Aller au Planétarium de Montréal, c’est comme aller au cinéma « mais en mieux ! ». Alors que je m’attarde dans l’entrée, ma fille file déjà dans la salle de l’exposition permanente où elle sait trouver des animations ludiques sur l’histoire de l’univers, les météorites, l’espace et ses mystères.

Nous nous apprêtons à entreprendre, immobiles, un voyage à la découverte les trois missions d’exploration du nouveau spectacle Les Voyageurs de l’ombre. Comme dans une fusée, c’est allongées sur les poufs et les yeux vers le ciel, ou plutôt l’écran, que nous filons dans le vide spatial. Nous voilà à la rencontre de la petite comète « Tchouri » (67P/TG), découverte par les astronomes russes Klim Ivanovitch Tchourioumov et Svetlana Ivanovna Guérassimenko.

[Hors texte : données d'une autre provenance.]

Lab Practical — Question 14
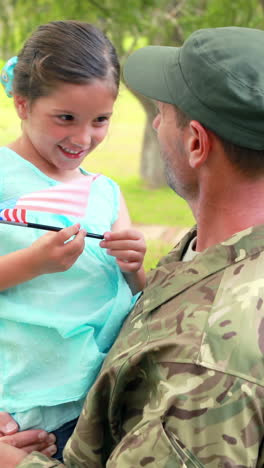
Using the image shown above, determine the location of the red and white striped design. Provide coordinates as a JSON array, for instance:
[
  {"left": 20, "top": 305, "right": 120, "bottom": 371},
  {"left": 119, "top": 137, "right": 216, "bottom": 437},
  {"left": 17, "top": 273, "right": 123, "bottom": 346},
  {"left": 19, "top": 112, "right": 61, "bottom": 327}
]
[
  {"left": 16, "top": 174, "right": 99, "bottom": 218},
  {"left": 0, "top": 208, "right": 27, "bottom": 224}
]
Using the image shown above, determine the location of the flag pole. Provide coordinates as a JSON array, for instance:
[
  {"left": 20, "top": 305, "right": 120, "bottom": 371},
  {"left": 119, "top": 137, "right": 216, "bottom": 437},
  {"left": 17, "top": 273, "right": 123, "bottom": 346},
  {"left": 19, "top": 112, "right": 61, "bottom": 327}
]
[{"left": 0, "top": 219, "right": 104, "bottom": 239}]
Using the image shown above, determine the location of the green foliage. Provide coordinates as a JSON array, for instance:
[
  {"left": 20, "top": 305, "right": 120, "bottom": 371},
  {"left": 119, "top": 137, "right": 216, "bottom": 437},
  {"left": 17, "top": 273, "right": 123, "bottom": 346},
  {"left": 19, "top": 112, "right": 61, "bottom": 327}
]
[{"left": 0, "top": 0, "right": 264, "bottom": 58}]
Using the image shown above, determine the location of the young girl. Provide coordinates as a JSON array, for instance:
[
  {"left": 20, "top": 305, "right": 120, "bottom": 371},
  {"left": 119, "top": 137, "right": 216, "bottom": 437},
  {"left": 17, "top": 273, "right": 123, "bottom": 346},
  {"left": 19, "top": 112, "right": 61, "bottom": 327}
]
[{"left": 0, "top": 21, "right": 145, "bottom": 459}]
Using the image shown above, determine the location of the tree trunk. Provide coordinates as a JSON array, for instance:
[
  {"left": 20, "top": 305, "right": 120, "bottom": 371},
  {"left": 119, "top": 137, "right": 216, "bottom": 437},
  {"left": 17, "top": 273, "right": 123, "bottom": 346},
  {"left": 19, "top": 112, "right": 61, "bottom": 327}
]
[{"left": 136, "top": 94, "right": 166, "bottom": 189}]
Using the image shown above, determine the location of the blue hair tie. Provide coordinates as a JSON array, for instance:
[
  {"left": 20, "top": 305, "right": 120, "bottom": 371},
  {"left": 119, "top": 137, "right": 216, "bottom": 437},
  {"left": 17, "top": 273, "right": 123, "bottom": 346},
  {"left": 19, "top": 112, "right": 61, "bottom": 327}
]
[{"left": 0, "top": 56, "right": 18, "bottom": 97}]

Cette petite boule de glace à la forme de canard est devenue célèbre grâce à la mission européenne de 2014.

C’est la sonde Rosetta, lancée en 2004 par l’Agence spatiale européenne, qui nous y transporte. Souvenez-vous des mésaventures de l’atterrisseur Philae qui a rebondi sur sa surface, mais a ramené d’inoubliables images de ce petit objet spatial plutôt modeste, 4 km, fait d’eau, de dioxyde de carbone, de méthane, de sulfure d’hydrogène… il y a également des traces de composés organiques, une première !

Puis, en route pour la planète naine, Cérès a été moins médiatisée. Il s’agit du plus grand objet de la ceinture principale d’astéroïdes, entre Mars et Jupiter. Avec sa forme quasiment sphérique, il s’agit de la plus petite planète naine du Système solaire (la plus grande est Pluton), un objet céleste trop petit pour décrocher le nom de planète, mais trop gros pour porter l’étiquette d’astéroïde, selon l’Union Astronomique Internationale. Récemment, les astronomes ont observé de mystérieuses taches de lumière – probablement des étendues de carbonates. Sous l’œil de la sonde Dawn, ils ont pu aussi découvrir un volcan froid, le Ahuna Mons.

Enfin, c’est au tour des planètes naines Pluton et d’une de ses lunes, Charon, à se révéler. Ce gros satellite de l’ancienne planète possède, comme la Lune, une rotation synchrone et donc montre toujours la même face à Pluton. Le satellite géant a également une zone sombre, baptisée – et on appréciera le clin d’œil à Tolkien – Le Mordor.

C’est la sonde New Horizon qui a mis à jour le sombre pôle nord de Charon et la forme en cœur de Pluton – un grand bassin d’azote gelé qui laisse supposer la présence passée d’un océan liquide sur la naine géante.

Chants célestes

De cet espace silencieux surgissent les sons des collisions cosmiques, les pulsations des étoiles et le chant des comètes. Ainsi, la sonde Rosetta a capté le « chant » de Tchouri en novembre 2014 – il s’agit du champ magnétique de la comète, traduite en une rapide pulsation sonore semblant sortie d’une gorge extraterrestre.

Véritable poésie visuelle et musicale de Kyma, ondes en puissance nous transporte dans une circonvolution sonore d’images de la nature, d’allégories scientifiques et d’interprètes musicaux. Conçu par Philippe Baylaucq, le réalisateur d’Ora et d’Hugo et le dragon, le spectacle donne un peu le tournis. Le son, serait-il un peu fort ? Ma fille roule des yeux et se bouche les oreilles à plusieurs reprises. Je remarque autour de moi que les adultes apprécient plus que les plus jeunes qui restent perplexes devant ce déluge tourbillonnant d’images et de son.

Pour ma part, la magie opère. La demoiselle a cependant hâte de sortir de cet assourdissant poème. C’est le temps de rentrer la tête pleine de voyageurs, petits et grands, et de leurs chants. Et de nous souvenir que nous ne sommes que poussières d’étoiles en route dans un vaisseau fragile à près de 108 000 kilomètres/heure.